The apex court said the registry shall obtain orders from the Chief Justice of India for listing Setalvad’s bail plea before an appropriate bench. As the hearing commenced before the three-judge bench, senior advocate C.U. Singh, appearing for Setalvad, submitted that the top court had on September 2, 2022, granted interim protection to the activist till the high court decided her bail application. Singh stated it is nobody’s case that she has violated any condition of the interim bail granted to her.
“Gujarat High Court refused to stay the operation of the order for 30 days, but no reasons were given to explain the rejection in its order and immediate surrender was ordered,” he said.
Solicitor-general Tushar Mehta, appearing for the Gujarat government, urged the court to mete out the same treatment to Setalvad as to any ordinary citizen.
The bench then observed: “A person is on bail for the last 10 months under the orders of this court. What is the urgency that a person should not be granted even seven days to challenge the order? Are the skies to fall? We fail to understand the approach of the high court. What is the alarming urgency?”
Here was an individual, Mehta said, who thinks she is not supposed to be treated like an ordinary criminal. “She is an ordinary criminal,” he said.
“Even common criminals are granted interim relief,” Justice Gavai observed. Mehta submitted that Setalvad started a campaign making false allegations against everyone.
Responding to Mehta’s contention, Justice Datta observed:” Mr Solicitor, her conduct might be reprehensible. The only question is whether the person is not entitled to interim bail.”
As the apex court is closed for summer vacation and it was a Saturday, a court holiday, there were just the judges, a few lawyers and court staff in courtroom 12 where the three judges heard the case.
The three-judge bench heard the matter in a special sitting after a two-judge vacation bench differed on granting interim protection from arrest to Setalvad.
Facing impending arrest, Setalvad moved the apex court seeking protection from arrest but a two-judge vacation bench could not reach a consensus on granting her interim relief.
The vacation bench of Justices Abhay S. Oka and Prashant Kumar Mishra referred the matter to Chief Justice of India D.Y. Chandrachud, who swiftly put together a bench of three judges to hear Setalvad’s petition challenging the high court order at 9.15pm.
Earlier in the day, Justice Nirzar Desai of Gujarat High Court had directed Setalvad to surrender immediately.
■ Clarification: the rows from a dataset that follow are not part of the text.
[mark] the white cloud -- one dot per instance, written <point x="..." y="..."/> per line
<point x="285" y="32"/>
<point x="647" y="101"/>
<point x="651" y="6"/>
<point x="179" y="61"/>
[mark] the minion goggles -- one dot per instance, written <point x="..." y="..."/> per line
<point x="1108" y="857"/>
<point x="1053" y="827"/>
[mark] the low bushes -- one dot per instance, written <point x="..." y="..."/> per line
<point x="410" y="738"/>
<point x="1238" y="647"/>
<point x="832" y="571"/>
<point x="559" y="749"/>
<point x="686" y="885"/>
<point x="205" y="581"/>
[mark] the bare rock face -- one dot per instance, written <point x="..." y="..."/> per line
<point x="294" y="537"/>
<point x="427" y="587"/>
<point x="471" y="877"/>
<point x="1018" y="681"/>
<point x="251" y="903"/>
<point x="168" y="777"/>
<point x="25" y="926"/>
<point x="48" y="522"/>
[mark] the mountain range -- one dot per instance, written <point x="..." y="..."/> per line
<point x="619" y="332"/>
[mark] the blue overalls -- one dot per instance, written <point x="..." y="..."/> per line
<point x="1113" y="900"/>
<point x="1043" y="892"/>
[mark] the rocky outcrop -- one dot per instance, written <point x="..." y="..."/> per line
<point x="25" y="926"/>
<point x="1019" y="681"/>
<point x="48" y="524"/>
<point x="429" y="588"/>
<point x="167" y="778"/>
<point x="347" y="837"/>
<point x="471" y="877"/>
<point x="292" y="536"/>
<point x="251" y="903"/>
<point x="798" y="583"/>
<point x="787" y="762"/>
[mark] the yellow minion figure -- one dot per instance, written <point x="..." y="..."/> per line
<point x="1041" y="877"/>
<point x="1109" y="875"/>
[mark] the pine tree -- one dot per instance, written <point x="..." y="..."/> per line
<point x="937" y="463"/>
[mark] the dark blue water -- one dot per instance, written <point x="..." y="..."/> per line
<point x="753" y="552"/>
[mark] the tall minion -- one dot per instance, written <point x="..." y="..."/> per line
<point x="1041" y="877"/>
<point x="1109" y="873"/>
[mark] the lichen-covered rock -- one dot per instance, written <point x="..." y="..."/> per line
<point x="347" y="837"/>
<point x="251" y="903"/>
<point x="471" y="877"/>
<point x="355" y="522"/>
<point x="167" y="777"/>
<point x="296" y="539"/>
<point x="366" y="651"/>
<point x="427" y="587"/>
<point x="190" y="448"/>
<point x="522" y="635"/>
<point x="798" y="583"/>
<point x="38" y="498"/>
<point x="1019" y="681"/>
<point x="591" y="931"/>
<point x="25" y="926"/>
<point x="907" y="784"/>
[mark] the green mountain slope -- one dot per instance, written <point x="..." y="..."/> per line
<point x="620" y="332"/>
Setalvad was arrested in June last year, along with former Gujarat director-general of police R.B. Sreekumar and former IPS officer Sanjiv Bhatt, in an offence registered by Ahmedabad crime branch police for allegedly fabricating evidence to frame “innocent people” in the post-Godhra riots cases.
In its judgment, the high court observed that prima facie Setalvad used her close associates and riot victims to file “false and fabricated affidavits before the Supreme Court with a view to unseat the establishment and to tarnish the image of the establishment and the then chief minister (Modi)”.
If today some political party gave her the task to unsettle the (then) government, tomorrow “some outside force may utilise and convince a person to make efforts in a similar line causing danger to the nation or to a particular state by adopting the same modalities”, it said.
Enlarging her on bail will send a false signal that everything in a democratic country is so lenient that “even if a person goes to the extent of making efforts to unseat the then establishment and disrepute the image of the then chief minister to see that he is sent to jail”, the person can be released on bail, the court said. Setalvad is a Padma Shri awardee and a former member of the erstwhile Planning Commission.
She helped the riot victims with the intention to gain personal and political benefits by collecting huge funds and projecting herself as a social leader and eventually becoming a member of the Planning Commission, the high court said.
The statement of witnesses indicate that she had prepared false affidavits and convinced the victims to file them before the Supreme Court and other forums and name innocent persons just to fulfil her own and that of Congress leader late Ahmed Patel’s personal and political agenda, the court said in its order.